Essere artigiani di pace significa che ci proviamo di continuo, come fosse un’arte che richiede doti ma anche allenamento, originalità ma anche stile, metodo. Improvvisazione ma anche tecnica.

I santi sono artigiani di pace. Non possiamo pensare che il nostro apporto per la pace sia un mediocre mediare tra litiganti e violenti. Solo se con passione saremo sulle orme di Cristo, fissi con lo sguardo su di lui, tenaci nel resistere alla diffidenza che predispone all’aggressività. Solo se manterremo il cuore aperto allo Spirito di Dio sapremo medicare le ferite e riallacciare circuiti di fiducia, di compassione, di comprensione del dolore dell’altro, del suo patire ingiustizie per colpe che non ha lui commesso. Fino a quando faremo patire ai figli le colpe dei padri? I santi spezzano la catena del male preferendo essere vittime che carnefici, creativi nel perdono piuttosto che appiattiti nella vendetta. Di santi la pace ha bisogno. Di santi nelle famiglie, di santi nei luoghi di lavoro, di santi nelle comunità, di santi imprenditori, di santi politici, di santi preti.

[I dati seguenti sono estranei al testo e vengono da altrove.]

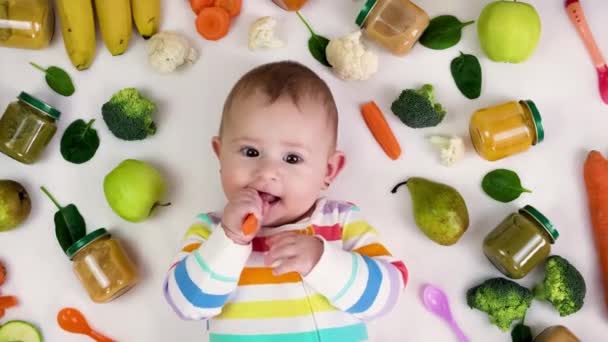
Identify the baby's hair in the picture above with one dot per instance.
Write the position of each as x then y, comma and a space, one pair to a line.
287, 78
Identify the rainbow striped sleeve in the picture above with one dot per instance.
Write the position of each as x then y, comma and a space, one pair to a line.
357, 273
206, 271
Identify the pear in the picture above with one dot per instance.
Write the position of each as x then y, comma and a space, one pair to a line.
15, 204
439, 210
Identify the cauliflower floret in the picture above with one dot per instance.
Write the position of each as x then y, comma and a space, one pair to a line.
451, 148
261, 34
168, 50
350, 59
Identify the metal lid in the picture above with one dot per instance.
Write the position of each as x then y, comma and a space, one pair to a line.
85, 241
369, 4
543, 220
40, 105
538, 123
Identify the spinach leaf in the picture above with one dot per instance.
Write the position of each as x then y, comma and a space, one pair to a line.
79, 142
466, 72
57, 79
503, 185
443, 32
69, 224
316, 44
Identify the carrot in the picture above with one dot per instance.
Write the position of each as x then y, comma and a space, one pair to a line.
376, 122
198, 5
596, 182
249, 225
232, 6
213, 23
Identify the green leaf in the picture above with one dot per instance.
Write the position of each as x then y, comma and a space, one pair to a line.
69, 224
79, 142
57, 79
521, 333
317, 44
503, 185
443, 32
466, 72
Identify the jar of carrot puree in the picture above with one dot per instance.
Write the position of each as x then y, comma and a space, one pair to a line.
510, 128
27, 24
394, 24
102, 266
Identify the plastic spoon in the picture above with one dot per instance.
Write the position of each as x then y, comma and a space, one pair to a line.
577, 16
436, 302
73, 321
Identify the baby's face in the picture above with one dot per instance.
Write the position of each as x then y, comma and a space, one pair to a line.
283, 151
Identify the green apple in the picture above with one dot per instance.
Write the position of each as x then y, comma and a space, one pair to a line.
133, 189
508, 31
15, 204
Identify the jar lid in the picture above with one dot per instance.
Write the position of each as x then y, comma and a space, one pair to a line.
369, 4
85, 241
40, 105
538, 123
543, 220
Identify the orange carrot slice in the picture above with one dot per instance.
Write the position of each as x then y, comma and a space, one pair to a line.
376, 122
213, 23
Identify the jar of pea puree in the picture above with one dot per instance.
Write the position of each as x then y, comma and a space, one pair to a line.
26, 128
520, 242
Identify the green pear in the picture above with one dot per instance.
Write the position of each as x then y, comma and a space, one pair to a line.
133, 189
439, 210
15, 204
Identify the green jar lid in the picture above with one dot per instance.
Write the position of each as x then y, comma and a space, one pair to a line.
542, 219
369, 4
538, 122
85, 241
40, 105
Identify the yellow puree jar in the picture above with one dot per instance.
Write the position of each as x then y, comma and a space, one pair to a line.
103, 267
27, 24
510, 128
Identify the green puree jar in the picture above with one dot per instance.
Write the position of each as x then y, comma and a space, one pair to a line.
26, 128
520, 242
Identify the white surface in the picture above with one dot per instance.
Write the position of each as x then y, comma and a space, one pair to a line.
559, 77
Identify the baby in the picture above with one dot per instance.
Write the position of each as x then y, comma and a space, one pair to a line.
314, 270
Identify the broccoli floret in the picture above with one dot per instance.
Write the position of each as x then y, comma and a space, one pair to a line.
129, 115
564, 286
417, 107
503, 300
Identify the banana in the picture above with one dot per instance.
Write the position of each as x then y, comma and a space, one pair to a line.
115, 23
146, 14
78, 27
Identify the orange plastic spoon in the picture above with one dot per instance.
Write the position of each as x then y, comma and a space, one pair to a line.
73, 321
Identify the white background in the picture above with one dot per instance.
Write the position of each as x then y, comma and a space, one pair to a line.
559, 78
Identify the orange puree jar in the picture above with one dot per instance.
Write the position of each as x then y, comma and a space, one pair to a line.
102, 266
510, 128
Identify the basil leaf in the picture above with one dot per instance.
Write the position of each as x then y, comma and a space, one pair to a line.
466, 72
443, 32
79, 142
317, 44
57, 79
503, 185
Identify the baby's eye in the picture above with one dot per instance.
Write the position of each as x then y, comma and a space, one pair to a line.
250, 152
293, 159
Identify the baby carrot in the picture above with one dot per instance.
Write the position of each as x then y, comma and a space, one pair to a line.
376, 122
596, 182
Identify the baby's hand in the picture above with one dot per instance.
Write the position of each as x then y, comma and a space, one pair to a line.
293, 252
235, 212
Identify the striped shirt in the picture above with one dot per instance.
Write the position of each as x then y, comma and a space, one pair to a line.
355, 280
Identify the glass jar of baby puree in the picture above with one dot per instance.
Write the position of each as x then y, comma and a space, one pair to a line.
395, 24
26, 24
506, 129
26, 127
103, 267
520, 242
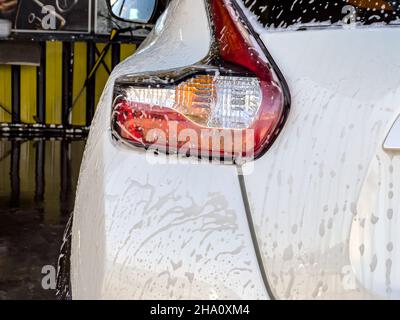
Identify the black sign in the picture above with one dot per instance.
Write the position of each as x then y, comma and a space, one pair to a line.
50, 16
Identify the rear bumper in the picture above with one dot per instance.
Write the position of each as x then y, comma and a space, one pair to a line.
159, 231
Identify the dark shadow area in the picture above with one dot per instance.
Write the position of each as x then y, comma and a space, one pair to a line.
37, 189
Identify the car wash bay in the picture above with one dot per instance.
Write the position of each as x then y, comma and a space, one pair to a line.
41, 148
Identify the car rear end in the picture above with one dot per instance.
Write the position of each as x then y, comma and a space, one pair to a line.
307, 207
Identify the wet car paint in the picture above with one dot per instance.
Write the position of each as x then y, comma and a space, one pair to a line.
37, 190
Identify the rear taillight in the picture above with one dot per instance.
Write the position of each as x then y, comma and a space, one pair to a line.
230, 107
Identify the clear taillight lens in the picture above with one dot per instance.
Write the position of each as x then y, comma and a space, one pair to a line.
230, 108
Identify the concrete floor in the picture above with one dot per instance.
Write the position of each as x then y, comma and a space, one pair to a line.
37, 189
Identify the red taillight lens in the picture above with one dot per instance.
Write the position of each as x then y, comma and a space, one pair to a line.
228, 109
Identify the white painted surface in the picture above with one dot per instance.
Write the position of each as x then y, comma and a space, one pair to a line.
5, 28
325, 198
145, 231
392, 142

E in effetti la pace è dono del Risorto e viene sparsa insieme allo Spirito Santo. Così ci è raccontato nel Vangelo (Gv 20,19ss). Così troviamo scritto nella vita di tanti uomini e donne.

La pace è stata immaginata, inventata, generata, ora va coltivata. COLTIVARE la pace è l’impegno di tutti e di ciascuno. Non facciamo deleghe.